Everybody’s moving to California. So we New Yorkers keep hearing, although evidence on the street suggests there are plenty of us still here. Count Apiece Apart designers Starr Hout and Laura Cramer as two of the Big Apple dwellers who have been seduced by the dream of heading out West, a place, we are told, where you can still do all the things you can do here, but where there’s room to spread out and, as Hout put it, “design your own life.” Cramer and Hout are staying put, at least for now, but their latest collection drew on the California allure, conjuring a tone of ultra-ease and elegant rusticity.
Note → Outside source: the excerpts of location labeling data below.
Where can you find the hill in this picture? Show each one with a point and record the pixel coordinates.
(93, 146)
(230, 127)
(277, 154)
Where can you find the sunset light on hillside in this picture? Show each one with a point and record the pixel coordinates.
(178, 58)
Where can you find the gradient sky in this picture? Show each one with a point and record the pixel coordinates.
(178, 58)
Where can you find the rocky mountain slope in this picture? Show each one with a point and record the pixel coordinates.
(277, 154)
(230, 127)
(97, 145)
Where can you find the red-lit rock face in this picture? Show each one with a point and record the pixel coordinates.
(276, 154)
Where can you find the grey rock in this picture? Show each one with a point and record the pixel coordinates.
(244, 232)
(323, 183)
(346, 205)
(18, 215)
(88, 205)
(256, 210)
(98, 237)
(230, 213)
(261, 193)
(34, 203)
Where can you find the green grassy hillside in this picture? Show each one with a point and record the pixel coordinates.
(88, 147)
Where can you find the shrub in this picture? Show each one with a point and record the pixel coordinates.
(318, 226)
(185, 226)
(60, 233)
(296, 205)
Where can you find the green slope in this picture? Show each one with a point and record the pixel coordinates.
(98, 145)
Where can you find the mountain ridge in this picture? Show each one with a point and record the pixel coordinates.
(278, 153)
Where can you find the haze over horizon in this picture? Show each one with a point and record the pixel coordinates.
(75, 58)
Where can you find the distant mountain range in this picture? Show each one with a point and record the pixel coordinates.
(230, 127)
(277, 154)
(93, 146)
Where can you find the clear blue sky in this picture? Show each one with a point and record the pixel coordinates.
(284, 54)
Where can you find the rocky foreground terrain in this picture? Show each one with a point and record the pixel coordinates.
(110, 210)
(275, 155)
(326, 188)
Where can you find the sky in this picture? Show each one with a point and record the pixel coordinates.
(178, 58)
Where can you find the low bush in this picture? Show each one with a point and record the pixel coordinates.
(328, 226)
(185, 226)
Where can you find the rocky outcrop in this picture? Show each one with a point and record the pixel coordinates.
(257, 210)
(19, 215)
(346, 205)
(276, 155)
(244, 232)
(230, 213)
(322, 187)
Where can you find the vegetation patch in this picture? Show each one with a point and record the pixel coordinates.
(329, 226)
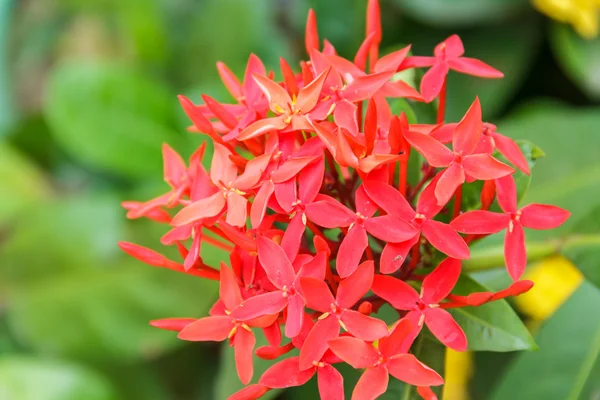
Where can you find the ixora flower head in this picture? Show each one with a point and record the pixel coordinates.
(309, 192)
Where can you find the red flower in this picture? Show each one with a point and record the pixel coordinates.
(229, 190)
(221, 326)
(441, 236)
(448, 55)
(461, 163)
(329, 213)
(291, 112)
(337, 312)
(534, 216)
(425, 308)
(281, 273)
(389, 358)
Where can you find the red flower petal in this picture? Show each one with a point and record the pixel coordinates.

That tone was effectively conveyed by this season’s good-looking stripes: Cramer and Hout started graphic and then found myriad ways to soften the edges of the stripes, smudging them via quilting or Miyake-style micro-pleats, for instance, or creating a painterly stripe used in a caftan-style dress that seemed tailor-made for a Sunday in Topanga. Many of the fabrications engaged a similar dialogue between structure and softness, notably the much-deployed cotton canvas, seen here in earthy tones of cream and clay and olive drab, which Hout and Cramer washed, a process that introduced a touch of crinkle. The sense of hand was echoed in the terrific crocheted knits.
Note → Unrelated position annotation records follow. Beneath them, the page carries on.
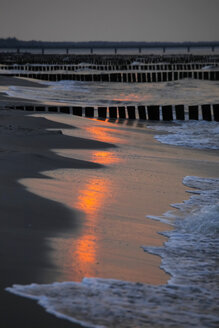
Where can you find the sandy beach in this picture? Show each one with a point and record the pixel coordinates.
(42, 215)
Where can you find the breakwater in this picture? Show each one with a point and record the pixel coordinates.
(207, 112)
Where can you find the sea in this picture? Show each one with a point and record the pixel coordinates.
(191, 253)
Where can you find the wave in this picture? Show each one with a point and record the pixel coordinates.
(192, 134)
(188, 300)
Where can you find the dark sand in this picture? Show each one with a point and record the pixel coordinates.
(24, 152)
(28, 220)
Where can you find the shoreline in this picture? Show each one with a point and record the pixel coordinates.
(33, 151)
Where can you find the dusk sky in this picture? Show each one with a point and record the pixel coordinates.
(110, 20)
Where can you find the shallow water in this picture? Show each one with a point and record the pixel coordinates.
(190, 255)
(190, 299)
(187, 91)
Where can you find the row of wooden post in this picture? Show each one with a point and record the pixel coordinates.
(126, 77)
(141, 66)
(207, 112)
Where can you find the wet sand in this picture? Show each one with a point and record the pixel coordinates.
(38, 228)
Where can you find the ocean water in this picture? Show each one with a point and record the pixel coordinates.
(128, 51)
(190, 255)
(186, 91)
(190, 299)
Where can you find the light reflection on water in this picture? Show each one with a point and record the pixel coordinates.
(185, 91)
(107, 242)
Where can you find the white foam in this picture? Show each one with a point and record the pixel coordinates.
(193, 134)
(188, 300)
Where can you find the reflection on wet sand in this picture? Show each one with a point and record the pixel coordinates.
(106, 241)
(91, 197)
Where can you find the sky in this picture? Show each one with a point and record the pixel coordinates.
(110, 20)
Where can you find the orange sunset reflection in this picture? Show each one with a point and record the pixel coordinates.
(104, 134)
(91, 198)
(128, 97)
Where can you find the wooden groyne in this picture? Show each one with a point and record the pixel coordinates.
(206, 112)
(123, 77)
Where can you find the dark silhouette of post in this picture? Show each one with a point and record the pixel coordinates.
(193, 112)
(89, 111)
(131, 112)
(167, 113)
(102, 112)
(53, 109)
(65, 109)
(180, 112)
(142, 112)
(76, 110)
(122, 112)
(216, 112)
(206, 112)
(153, 113)
(113, 112)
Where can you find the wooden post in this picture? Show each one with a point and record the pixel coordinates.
(122, 112)
(180, 113)
(193, 112)
(20, 107)
(142, 112)
(153, 113)
(131, 112)
(29, 108)
(206, 112)
(154, 79)
(89, 111)
(216, 112)
(113, 112)
(53, 109)
(164, 76)
(65, 109)
(167, 113)
(102, 112)
(76, 110)
(40, 108)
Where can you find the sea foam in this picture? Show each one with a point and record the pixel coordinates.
(188, 300)
(192, 134)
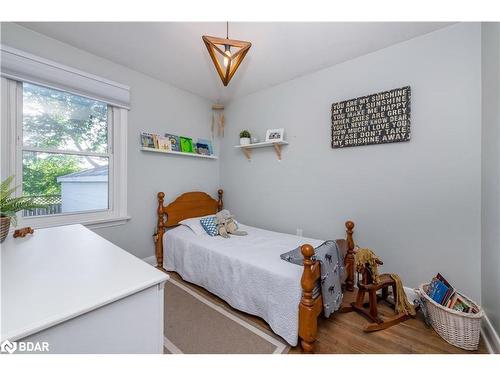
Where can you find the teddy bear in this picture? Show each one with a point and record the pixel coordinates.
(226, 224)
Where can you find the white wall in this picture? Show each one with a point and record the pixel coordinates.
(156, 107)
(416, 204)
(490, 256)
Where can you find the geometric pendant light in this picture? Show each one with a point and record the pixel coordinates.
(226, 61)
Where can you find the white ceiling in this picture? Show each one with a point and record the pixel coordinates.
(174, 52)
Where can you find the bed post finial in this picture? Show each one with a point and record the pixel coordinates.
(349, 258)
(307, 316)
(160, 230)
(220, 192)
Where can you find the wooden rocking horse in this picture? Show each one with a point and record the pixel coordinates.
(367, 285)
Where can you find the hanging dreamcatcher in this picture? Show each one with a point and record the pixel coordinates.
(218, 120)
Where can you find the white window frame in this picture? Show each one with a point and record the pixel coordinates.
(12, 163)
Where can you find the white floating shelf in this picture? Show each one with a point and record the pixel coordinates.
(178, 153)
(247, 149)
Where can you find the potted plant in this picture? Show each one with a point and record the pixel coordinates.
(9, 205)
(244, 137)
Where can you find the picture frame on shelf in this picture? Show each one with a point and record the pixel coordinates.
(205, 144)
(147, 140)
(275, 135)
(186, 144)
(164, 143)
(174, 142)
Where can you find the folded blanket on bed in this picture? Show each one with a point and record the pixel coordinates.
(332, 273)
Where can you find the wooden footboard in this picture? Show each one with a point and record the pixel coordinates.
(310, 308)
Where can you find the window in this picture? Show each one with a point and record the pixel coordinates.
(65, 151)
(69, 153)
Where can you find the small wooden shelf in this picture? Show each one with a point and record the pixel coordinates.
(178, 153)
(247, 149)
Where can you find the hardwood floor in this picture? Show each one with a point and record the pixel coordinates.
(343, 333)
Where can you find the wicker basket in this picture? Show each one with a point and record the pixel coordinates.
(456, 327)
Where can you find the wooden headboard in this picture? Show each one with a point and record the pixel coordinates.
(185, 206)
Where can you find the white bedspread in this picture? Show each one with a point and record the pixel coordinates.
(246, 272)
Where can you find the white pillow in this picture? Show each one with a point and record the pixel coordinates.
(195, 225)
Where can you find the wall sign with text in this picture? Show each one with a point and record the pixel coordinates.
(372, 119)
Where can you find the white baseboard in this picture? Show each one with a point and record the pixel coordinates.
(490, 336)
(150, 260)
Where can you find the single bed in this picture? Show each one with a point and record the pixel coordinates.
(247, 272)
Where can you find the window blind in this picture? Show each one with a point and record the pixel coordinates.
(22, 66)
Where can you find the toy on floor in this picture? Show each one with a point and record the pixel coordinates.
(226, 224)
(367, 263)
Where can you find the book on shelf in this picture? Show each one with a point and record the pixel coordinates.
(174, 142)
(164, 143)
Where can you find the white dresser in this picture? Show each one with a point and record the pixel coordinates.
(70, 288)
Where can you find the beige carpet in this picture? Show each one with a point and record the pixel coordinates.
(195, 325)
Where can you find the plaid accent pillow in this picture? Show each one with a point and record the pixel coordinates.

The canny thing about this collection was that it didn’t seem like some kind of bohemian fever dream. There were urbane touches, like silver Lurex knits, and work-friendly pieces such as a canvas wrap jacket or a straight skirt in an ikat-like print. The fact that this outing boasted at least as many jumpsuits with disciplined silhouettes as it did breezy dresses dispelled any notion that these were clothes made just for lolling about. They were loll-friendly, to be sure, but with just enough snap to serve women walking at a fast clip down the streets of Manhattan.